Way too complicated! This was a 20 second problem. We can apply numerical values to the sides since we have 30˚. AC = 4, AE = 2, BD = DC = √3 -x. ED = x+√3=AE = 2, EB=2x, EAB = arc tan 2-√3 = 15˚, since EAB = DAC = 15˚, therefore BAD = 30˚.
Maybe I just got lucky but the bottom straight line =180deg subtract 45 and 30 deg =105 so ABD is 105 add the 45 deg to that then subtract that from 180 and I get 30 deg
By inspection, angle CDA =135 degrees, so angle DAC =15 degrees. Applying the law of sines yields the dimensions AD & AC with respect to X. Then apply the law of cosine to triangle ABC (with the obtained value of AC, BC = 2X and the angle between them = 30 degrees) to find AB (alternatively: apply the law of cosines to ABD with the obtained value of AD, BD=X and angle BDA=45 degrees). Now apply the law of sines: X/ sin(theta) = AB/ sin(45).

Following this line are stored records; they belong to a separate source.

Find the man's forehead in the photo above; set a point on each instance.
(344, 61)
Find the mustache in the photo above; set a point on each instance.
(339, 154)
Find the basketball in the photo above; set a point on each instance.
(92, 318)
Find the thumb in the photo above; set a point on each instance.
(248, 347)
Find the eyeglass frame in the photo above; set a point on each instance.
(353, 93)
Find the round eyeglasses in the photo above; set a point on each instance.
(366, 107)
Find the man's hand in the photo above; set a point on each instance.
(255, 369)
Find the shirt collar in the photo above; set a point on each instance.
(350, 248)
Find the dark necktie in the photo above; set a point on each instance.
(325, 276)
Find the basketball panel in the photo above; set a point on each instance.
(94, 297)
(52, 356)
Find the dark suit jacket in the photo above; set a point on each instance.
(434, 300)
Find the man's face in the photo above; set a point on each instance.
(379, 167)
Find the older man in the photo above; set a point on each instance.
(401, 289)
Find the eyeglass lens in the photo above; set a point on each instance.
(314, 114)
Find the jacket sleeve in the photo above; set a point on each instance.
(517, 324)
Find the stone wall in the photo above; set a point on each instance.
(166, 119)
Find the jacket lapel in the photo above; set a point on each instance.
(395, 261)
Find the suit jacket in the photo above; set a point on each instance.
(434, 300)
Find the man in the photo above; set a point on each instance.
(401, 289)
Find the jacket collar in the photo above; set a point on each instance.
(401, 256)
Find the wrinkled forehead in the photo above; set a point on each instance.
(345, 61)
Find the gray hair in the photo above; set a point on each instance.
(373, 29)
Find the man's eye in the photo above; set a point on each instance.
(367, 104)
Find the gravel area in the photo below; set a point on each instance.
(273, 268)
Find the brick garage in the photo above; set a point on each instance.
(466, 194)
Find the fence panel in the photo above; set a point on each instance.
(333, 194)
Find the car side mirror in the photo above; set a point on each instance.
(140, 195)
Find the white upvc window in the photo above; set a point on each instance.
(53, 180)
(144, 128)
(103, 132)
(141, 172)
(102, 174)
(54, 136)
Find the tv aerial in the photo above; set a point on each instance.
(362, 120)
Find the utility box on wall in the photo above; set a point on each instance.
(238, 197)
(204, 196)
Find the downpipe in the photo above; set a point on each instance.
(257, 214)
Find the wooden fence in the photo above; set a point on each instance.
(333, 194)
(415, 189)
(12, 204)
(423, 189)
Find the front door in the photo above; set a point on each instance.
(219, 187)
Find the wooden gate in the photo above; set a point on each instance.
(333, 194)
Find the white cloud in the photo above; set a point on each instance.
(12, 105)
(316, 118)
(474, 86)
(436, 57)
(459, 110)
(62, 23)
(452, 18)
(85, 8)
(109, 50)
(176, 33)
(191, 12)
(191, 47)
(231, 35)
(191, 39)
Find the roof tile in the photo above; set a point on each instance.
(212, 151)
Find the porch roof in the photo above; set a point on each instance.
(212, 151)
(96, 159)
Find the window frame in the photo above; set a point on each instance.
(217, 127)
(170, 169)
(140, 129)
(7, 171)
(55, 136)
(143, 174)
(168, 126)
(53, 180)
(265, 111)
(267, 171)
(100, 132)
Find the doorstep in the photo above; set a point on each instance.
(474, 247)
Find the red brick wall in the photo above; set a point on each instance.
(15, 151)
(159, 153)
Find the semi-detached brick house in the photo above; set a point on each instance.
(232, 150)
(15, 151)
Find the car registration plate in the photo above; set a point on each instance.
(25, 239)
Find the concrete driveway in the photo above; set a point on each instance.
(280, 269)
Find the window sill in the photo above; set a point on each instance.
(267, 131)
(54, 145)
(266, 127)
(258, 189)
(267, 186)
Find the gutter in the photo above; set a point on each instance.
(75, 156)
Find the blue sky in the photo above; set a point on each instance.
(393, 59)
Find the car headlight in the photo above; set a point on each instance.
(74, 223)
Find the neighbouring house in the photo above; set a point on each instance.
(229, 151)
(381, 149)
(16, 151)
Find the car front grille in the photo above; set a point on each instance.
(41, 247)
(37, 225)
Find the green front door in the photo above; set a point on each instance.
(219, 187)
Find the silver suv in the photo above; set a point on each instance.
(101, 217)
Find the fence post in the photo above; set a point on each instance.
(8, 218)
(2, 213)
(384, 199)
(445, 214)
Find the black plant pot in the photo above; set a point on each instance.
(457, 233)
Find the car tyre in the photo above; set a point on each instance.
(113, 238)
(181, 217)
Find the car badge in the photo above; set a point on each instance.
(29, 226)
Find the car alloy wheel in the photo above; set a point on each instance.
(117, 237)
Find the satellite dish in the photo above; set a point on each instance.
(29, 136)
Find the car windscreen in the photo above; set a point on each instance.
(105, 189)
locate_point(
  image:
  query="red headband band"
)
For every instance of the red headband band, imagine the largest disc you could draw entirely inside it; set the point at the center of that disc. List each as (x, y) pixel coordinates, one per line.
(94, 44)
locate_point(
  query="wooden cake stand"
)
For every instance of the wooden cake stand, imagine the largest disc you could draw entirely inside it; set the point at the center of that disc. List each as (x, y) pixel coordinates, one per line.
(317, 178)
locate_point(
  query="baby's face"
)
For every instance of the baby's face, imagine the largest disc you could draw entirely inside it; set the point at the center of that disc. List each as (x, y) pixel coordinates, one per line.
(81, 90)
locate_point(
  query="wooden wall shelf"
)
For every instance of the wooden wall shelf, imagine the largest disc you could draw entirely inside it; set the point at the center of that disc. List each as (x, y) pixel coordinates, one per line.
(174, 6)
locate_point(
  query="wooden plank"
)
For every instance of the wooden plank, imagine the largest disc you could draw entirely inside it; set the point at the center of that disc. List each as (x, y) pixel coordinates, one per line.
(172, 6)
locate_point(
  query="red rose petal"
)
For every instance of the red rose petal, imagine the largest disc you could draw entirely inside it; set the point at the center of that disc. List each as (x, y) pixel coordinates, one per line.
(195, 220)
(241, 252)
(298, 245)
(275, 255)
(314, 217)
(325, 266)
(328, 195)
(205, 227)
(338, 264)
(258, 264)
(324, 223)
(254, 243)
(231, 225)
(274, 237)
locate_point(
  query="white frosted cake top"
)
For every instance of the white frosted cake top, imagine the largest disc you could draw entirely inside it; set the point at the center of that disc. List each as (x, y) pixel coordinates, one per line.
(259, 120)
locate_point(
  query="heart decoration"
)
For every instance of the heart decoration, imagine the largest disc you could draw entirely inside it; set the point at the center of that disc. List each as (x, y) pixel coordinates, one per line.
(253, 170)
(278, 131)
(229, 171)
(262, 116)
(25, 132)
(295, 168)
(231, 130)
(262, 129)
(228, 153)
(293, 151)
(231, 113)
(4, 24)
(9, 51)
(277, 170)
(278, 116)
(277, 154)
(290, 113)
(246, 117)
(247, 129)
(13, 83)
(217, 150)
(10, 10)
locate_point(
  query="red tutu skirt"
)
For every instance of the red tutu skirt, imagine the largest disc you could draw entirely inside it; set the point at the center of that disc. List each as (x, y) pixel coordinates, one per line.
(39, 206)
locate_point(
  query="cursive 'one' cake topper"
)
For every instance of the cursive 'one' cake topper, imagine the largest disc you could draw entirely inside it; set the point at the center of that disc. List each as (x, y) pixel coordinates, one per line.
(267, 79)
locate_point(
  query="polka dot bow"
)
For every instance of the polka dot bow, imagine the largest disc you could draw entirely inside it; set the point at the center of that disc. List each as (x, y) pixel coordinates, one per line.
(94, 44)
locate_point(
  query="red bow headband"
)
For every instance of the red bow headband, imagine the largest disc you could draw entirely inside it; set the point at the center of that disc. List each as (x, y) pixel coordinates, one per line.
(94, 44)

An alternative (purely geometric) solution could look as follows. As angle ADB is equal to 45° and angle ACB is equal to 30°, the angle CAD is equal to 15°. If one joins point D with a point E on AC such that angle ADE is equal to 15°, then |AE| = |ED| = |DC| = |BD| and angle DEC is equal to 30°, which implies that angle BDE is equal to 60° and due to |DB| = |DE| that triangle BDE is equilateral and that the angle BEC is equal to 90°. As |AE| = |EB| and the angle BEA is equal to 90° (180° - [angle BEC]), the triangle BEC is a right and isosceles triangle and, as a consequence, the angle BAC is equal to 45°, which implies that the angle BAD is equal to 30°.
I was posting the same solution
I use to solve geometric problems with geometry
If I'm not mistaken right at the end you should be referring to triangle BEA as the right isosceles triangle. Nice work nonetheless🙌
purely geometric, always a more elegant solution in my book.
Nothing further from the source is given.